Cependant le présent arrêt, infirmatif pour partie sur ce point, constitue le titre ouvrant droit
à la restitution des sommes versées en exécution de l’ordonnance, et les sommes
devant être restituées portent intérêt au taux légal à compter de la signification, valant mise en demeure, de la décision ouvrant droit à restitution ;
Il s’ensuit qu’il n’y a pas lieu de statuer sur la demande de L’association Union Sportive de [Localité 4].
Sur les dépens et l’article 700 du code de procédure civile
L’association Union Sportive de [Localité 4], qui succombe pour partie sur le mérite de son appel, doit être condamnée aux dépens et déboutée en sa demande fondée sur l’article 700 du code de procédure civile.

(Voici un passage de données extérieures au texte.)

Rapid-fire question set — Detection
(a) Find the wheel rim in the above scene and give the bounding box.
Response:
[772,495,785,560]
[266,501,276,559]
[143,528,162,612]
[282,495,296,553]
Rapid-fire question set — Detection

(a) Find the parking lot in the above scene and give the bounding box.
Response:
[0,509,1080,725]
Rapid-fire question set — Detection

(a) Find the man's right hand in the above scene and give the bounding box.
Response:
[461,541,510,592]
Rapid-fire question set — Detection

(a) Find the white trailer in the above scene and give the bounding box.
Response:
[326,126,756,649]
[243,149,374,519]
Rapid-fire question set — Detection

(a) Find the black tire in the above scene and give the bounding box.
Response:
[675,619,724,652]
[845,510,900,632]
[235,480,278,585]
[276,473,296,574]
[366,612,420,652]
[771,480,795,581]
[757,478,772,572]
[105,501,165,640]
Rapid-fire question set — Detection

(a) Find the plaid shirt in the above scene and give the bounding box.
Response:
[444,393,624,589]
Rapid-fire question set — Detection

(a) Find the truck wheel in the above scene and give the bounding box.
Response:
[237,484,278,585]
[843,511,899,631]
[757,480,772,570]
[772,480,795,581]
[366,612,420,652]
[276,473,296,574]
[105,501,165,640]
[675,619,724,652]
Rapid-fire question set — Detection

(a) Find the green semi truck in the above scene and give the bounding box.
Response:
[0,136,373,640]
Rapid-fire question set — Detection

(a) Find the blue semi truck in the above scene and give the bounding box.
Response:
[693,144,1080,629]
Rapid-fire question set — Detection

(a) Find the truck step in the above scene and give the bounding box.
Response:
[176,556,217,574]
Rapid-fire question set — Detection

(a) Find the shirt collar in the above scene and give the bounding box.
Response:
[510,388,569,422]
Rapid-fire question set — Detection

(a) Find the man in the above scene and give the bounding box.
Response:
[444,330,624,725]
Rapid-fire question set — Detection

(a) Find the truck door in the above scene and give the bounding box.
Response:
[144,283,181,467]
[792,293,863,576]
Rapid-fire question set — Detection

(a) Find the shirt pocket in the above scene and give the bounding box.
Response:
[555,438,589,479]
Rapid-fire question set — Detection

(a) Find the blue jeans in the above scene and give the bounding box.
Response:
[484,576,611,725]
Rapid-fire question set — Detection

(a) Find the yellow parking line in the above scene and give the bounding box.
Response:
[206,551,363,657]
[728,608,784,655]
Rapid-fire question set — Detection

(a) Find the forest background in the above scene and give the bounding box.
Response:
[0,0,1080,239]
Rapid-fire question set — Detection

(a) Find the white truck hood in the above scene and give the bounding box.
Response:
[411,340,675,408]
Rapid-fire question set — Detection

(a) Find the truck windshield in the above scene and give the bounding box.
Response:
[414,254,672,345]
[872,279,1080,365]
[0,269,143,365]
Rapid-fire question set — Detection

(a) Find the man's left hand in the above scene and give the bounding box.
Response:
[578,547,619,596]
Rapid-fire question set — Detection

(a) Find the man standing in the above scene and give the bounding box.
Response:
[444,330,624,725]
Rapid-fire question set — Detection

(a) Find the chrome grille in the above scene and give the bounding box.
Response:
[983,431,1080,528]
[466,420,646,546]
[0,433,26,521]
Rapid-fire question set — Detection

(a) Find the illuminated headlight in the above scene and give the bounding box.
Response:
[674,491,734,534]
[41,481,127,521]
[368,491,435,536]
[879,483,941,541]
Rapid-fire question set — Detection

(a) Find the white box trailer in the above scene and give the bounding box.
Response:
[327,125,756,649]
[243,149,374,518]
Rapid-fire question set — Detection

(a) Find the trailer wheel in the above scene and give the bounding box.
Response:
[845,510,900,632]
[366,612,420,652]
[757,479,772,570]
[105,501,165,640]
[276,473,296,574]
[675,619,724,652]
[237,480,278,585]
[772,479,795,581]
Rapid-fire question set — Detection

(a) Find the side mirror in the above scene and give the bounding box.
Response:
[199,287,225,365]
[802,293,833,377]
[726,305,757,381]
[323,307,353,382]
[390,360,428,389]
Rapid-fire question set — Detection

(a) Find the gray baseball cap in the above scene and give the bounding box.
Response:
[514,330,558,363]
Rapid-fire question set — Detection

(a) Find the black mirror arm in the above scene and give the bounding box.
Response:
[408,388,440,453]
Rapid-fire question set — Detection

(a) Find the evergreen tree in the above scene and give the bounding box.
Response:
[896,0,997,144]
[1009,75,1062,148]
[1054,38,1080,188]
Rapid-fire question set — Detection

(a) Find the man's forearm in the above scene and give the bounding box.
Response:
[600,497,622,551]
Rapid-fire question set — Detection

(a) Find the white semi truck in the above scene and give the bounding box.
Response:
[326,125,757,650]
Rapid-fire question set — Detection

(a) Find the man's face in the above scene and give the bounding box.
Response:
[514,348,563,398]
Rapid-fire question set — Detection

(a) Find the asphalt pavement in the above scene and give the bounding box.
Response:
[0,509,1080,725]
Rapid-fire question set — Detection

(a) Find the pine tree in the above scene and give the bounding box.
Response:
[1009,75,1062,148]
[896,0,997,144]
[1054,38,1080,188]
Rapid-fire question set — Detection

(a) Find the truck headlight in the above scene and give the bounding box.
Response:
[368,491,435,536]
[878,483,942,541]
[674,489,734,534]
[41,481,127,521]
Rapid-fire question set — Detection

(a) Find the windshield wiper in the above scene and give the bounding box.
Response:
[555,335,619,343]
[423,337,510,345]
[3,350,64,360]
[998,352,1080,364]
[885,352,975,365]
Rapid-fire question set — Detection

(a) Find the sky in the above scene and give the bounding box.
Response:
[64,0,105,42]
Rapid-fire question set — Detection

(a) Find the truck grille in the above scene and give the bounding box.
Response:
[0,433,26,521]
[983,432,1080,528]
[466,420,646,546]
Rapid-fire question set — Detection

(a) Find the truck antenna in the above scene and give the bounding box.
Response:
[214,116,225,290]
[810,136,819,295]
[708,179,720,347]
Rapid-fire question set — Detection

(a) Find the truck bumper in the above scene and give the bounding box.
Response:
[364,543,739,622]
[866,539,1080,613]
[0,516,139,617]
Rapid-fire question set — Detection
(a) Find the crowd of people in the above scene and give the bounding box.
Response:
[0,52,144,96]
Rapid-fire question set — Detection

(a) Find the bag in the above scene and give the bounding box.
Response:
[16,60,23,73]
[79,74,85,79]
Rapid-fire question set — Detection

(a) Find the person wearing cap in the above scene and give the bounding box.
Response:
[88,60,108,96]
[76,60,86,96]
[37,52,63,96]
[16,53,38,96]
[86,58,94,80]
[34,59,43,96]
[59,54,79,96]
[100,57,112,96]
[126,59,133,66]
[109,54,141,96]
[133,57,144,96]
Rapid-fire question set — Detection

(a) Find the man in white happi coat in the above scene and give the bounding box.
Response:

Il sera donc fait application de cet article au profit de la partie intimée en cause d’appel.
PAR CES MOTIFS,
Contradictoire, dernier ressort, publiquement
Confirme l’ordonnance déférée sauf en ses dispositions ayant :
' Condamné l’association Union Sportive de [Localité 4] à verser à M.[O] [M] la somme de 1 545,98 € au titre de la prime de précarité de fin de contrat à durée déterminée,
' Dit qu’à défaut d’exécution dans le délai imparti, une astreinte de 50 € par jour de retard et par document sera appliquée, dans la limite de 30 jours,
Statuant à nouveau et y ajoutant,
Dit que la condamnation au paiement de la somme de 2 576,64 € au titre des rappels de salaire pour les mois de juillet et août 2024 revêt le caractère de paiement à titre provisionnel,
Dit n’y avoir lieu à référé sur la demande en paiement au titre de la prime de précarité,
Rejette la demande en fixation, en révision et en liquidation de l’astreinte,
Dit n’y avoir lieu à statuer sur la demande de restitution des sommes versées en vertu de l’exécution provisoire attachée à l’ordonnance déférée à la cour,
Condamne l’association Union Sportive de [Localité 4] aux dépens d’appel et la déboute en sa demande fondée sur l’article 700 du code de procédure civile,
Condamne l’association Union Sportive de [Localité 4] à payer M.[O] [M] la somme de 2 000 € en application des dispositions de l’article 700 du code de procédure civile.